This precise moment in time came to be known as the World Browncoat Semen Explosion.

The season finale, “A Deadly Game” finds Castle and Beckett working the case of a man who was killed in a spy action role playing game.  And when Beckett’s relationship with Demming seems to be getting more serious, Castle steps back on the advice of his poker buddies when they suggest that Beckett might actually be a hindrance to his novel productivity.  Meanwhile, Beckett was starting to have reciprocal feelings for Castle, but some bad timing leads to a missed opportunity as Castle leaves the city for the summer to finish his next Nikki heat novel.  Castle is a reminder that not every cop show has to be hard-nosed and gritty, and that a little fun is still appreciated by some.  Great show to get into.

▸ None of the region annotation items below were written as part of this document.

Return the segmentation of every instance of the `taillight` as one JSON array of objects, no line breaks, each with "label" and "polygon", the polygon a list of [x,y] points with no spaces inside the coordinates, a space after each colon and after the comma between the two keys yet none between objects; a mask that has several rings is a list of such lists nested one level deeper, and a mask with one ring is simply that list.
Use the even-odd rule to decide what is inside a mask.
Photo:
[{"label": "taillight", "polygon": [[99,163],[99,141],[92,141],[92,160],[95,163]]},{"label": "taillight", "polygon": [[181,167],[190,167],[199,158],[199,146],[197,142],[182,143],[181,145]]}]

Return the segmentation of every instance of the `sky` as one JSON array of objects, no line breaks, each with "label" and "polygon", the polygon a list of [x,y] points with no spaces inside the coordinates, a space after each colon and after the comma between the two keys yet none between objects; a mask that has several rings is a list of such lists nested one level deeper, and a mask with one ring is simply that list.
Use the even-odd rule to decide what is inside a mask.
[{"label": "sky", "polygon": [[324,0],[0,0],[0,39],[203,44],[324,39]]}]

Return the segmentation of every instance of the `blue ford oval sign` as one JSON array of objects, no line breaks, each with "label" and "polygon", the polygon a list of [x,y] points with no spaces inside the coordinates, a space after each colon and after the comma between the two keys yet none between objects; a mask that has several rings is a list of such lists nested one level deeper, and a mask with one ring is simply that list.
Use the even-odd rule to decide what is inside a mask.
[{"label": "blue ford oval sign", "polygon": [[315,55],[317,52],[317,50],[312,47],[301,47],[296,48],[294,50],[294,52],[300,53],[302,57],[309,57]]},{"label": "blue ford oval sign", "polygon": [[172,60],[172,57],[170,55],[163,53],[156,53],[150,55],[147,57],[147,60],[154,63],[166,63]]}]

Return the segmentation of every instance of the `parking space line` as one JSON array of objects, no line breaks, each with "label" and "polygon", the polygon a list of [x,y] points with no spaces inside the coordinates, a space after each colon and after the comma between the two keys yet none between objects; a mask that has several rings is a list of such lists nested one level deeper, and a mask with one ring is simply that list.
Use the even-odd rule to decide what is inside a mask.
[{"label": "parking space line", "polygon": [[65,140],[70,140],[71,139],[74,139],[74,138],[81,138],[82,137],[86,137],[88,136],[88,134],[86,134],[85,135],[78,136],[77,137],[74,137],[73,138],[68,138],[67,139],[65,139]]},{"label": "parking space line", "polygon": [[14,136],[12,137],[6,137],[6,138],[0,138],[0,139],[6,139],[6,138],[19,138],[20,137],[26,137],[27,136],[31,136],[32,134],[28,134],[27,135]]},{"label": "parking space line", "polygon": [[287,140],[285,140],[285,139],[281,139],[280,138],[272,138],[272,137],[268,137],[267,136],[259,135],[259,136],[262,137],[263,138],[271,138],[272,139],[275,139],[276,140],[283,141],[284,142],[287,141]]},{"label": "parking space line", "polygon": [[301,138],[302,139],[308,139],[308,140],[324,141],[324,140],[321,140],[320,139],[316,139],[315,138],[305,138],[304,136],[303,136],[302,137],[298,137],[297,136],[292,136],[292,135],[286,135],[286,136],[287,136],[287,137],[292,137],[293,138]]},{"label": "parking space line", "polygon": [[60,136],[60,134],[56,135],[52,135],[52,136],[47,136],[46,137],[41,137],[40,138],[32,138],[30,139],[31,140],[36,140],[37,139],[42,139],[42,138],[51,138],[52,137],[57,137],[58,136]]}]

“No, I was the other Private Ryan, but I should have been that one.”

The Package

The episodes are all good and sound fine.  Picture is 1.78:1 and Dolby 5.1 Surround, with English, French and Spanish subtitles.  Features are a little light, but there are three production featurettes: On Set With Seamus and Jon, On Location With Nathan and Manhattan’s Most Unsual Murders.  They average about seven minutes and feature Dever and Huertas showing the set, Fillion on location chatting up the crew and a look at the setting up of the murder victim scenes and shots.  There are three deleted scenes and a three-minute blooper reel.  Two music videos from the episode, “Famous Last Words” round out the offerings.  Packaging is the preferable plastic slim case with staggered DVD inserts.